Blushton harrumphed and bent to examine a piece of lint that’d clung to his vast waistband, “Experts in what?” He looked up to find he was addressing an empty hallway, Giles having made his escape down the stairs.

* * *

“So what exactly do you hope to get out of this?” Reginald frowningly shuffled through the stack of papers that lay before him on the table.

“We’re profiling,” Jane’s words were explanatory, her tone adding an element of don’t-ask-any-more-dumb-questions.

Silence reigned for a few more moments before Crothall again spoke up, “Can’t we just free one of those little brain monsters again and trail it?”

His suggestion was met with stony silence. Sure they could try it, but already they’d lost one of the little ‘bots through a similar attempt and Jane had put her foot down at the idea of endangering more. Dr. P, too, was against such an idea, having sworn up and down that he was by no means willing and able to try rounding up the little buggers again. Once was more than enough.

“But, honestly, this is dull stuff!” Crothall threw his papers down and addressed the group at large. “’S a waste of time. We should be out there catching these criminals, not in here—”

“—Trying to figure out how to catch these criminals?” Giles smoothly cut in, his eyebrows arching eloquently from behind his own bit of research. Neat and tidy, his own stack of materials were arranged in a series of piles, incidents and crises sorted into a systematic picture of what he believed the criminal elements were up to.

“I’ll complain, I will. ‘Tis torture. ‘Tis unfair!” Crothall fidgited and muttered, leaning over to glance at Ms. Temble’s work, the lady having received the more random and seemingly unconnected incidents to sort through. So far the woman had discovered half-a-dozen potential patterns only to dismiss them upon further discussion, argument, and general despondency. Truly difficult psychoanalysis, the work had repeatedly drawn Crothall’s attention from his own dull work, though whether it was the task or the lady that acted as a magnet for the gentleman’s eyes was a tossup (Sir Crothall’s own section of material being more blatant, simple, and likely unconnected to the mastermind’s behind the autotrons, the team having an unspoken agreement to not trust the gentleman with anything of real substance.)

“You say we’re looking for a pattern of criminal activity?” Col. Spreenkerton’s voice cut through the shuffling of paper and Reginald’s muted ramblings.

“Found something?” Giles’ eyes shot up, the sharp and sudden incline of his head nearly dislodging the wire-rim glasses perched on the tip of his nose.

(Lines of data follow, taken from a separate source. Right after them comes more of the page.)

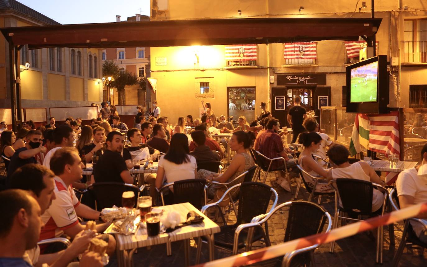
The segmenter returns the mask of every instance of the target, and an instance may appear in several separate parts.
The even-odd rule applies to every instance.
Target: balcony
[[[427,41],[404,42],[402,64],[427,64]]]

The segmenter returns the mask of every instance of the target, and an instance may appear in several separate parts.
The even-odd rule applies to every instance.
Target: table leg
[[[185,266],[190,266],[190,239],[184,239],[184,253],[185,257]]]
[[[214,234],[208,235],[206,236],[208,239],[208,246],[209,250],[209,261],[214,260]]]

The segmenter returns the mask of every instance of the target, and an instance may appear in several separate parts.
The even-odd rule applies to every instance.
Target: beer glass
[[[135,193],[127,191],[122,194],[122,206],[128,209],[133,209],[135,206]]]
[[[152,204],[152,200],[150,196],[144,196],[138,198],[138,209],[139,210],[139,215],[141,217],[141,221],[143,221],[145,219],[145,215],[151,211]]]
[[[148,212],[145,215],[147,224],[147,234],[149,236],[155,236],[160,232],[160,213]]]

“That’s just it . . .” Howard turned round in his chair to frown at the large map pinned to the table behind him. “Ms. Temble here has been finding predictable patterns of criminal activity—repeated efforts, similarities in venue, time, crime. You’ve been working to attach them to the various baddies we’re tracking . . . but, if you look at a map—there are some areas that are simply too clean—too free of the undesirable elements indicative of criminal activity . . .”

“Maybe they’re just nice areas?” Crothall ventured.

Col. Spreenkerton shook his head, “No, these are smack dab in some of the worst areas of town. We’re talking small pockets so squeaky clean my own grandmother could walk through at midnight and not be afeared.”

“So, someone’s scrubbing records upstairs, we’ve very picky criminals who just don’t hit certain areas of town, or someone’s doing something even below the Yard’s radar and deterring the other criminal elements from setting up shop . . . Well, we never did accuse the Yard of being proactive,” Jane sighed, comparing her notes with Spreenkerton’s hastily laid array of desk supplies that indicated crime-free pockets on the map. She ignored Newberry’s irritated glance, “Professor, what say you to—” she indicated “—here? and here?”

“If I were to set up shop for the purposes of creating creatures the likes of what we’ve currently got concealed in the other room . . .” Doctor Perrigordon frowned and blinked, tapping his teeth thoughtfully. “Oh, this place’d be capital!”

Giles stood and peered at the map, “Go upstairs and request a team, Reggie.”

Solemnly, Crothall obeyed, the tense spring to his step betraying his excitement.